This study reports an integrated device of a lithium-ion battery (LIB) connected with Si solar cells. A Li(Ni 0.65 Co 0.15 Mn 0.20 )O 2 (NCM) cathode and a graphite (G) anode were used to fabricate the lithium-ion battery (LIB). The surface and shape morphologies of NCM and graphite powder were characterized by field emission scanning electron microscopy (FE-SEM). The structural properties of NCM and graphite powder were determined by X-ray diffraction (XRD) analysis. XRD patterns of powders were well matched with those of JCPDS data. To investigate the electrochemical characteristics of NCM and graphite, cycling tests were performed after assembling the NCM-Li, the G-Li half-cell, and the NCM-G full-cell. The discharge capacity of the NCM cathode at 0.1C was 189.82 mAh/g −1 . The NCM-graphite full-cell showed 98.25% cycle retention at 1C after 50 cycles.
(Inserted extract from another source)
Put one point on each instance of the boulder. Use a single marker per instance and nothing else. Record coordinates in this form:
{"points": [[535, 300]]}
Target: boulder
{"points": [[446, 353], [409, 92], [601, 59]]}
To obtain enough charging voltage for the LIB connected with solar cells in an integrated device, eight single Si solar cells were connected in a series. The short-circuit photocurrent density for Si solar cells was 4.124 mA/cm 2 . The fill factor and the open circuit voltage were 0.78 and 4.5 V, respectively. These Si solar cells showed a power conversion efficiency of 14.45%. The power conversion andstorage efficiency of the integrated device of the NCM battery and Si solar cells was 7.74%. Charging of the integrated device could be as effective as charging with a battery cycler.

Suggested Citation

  • Hyeonsu Lim & Dan Na & Cheul-Ro Lee & Hyung-Kee Seo & O-Hyeon Kwon & Jae-Kwang Kim & Inseok Seo, 2021. "An Integrated Device of a Lithium-Ion Battery Combined with Silicon Solar Cells," Energies, MDPI, vol. 14(19), pages 1-11, September.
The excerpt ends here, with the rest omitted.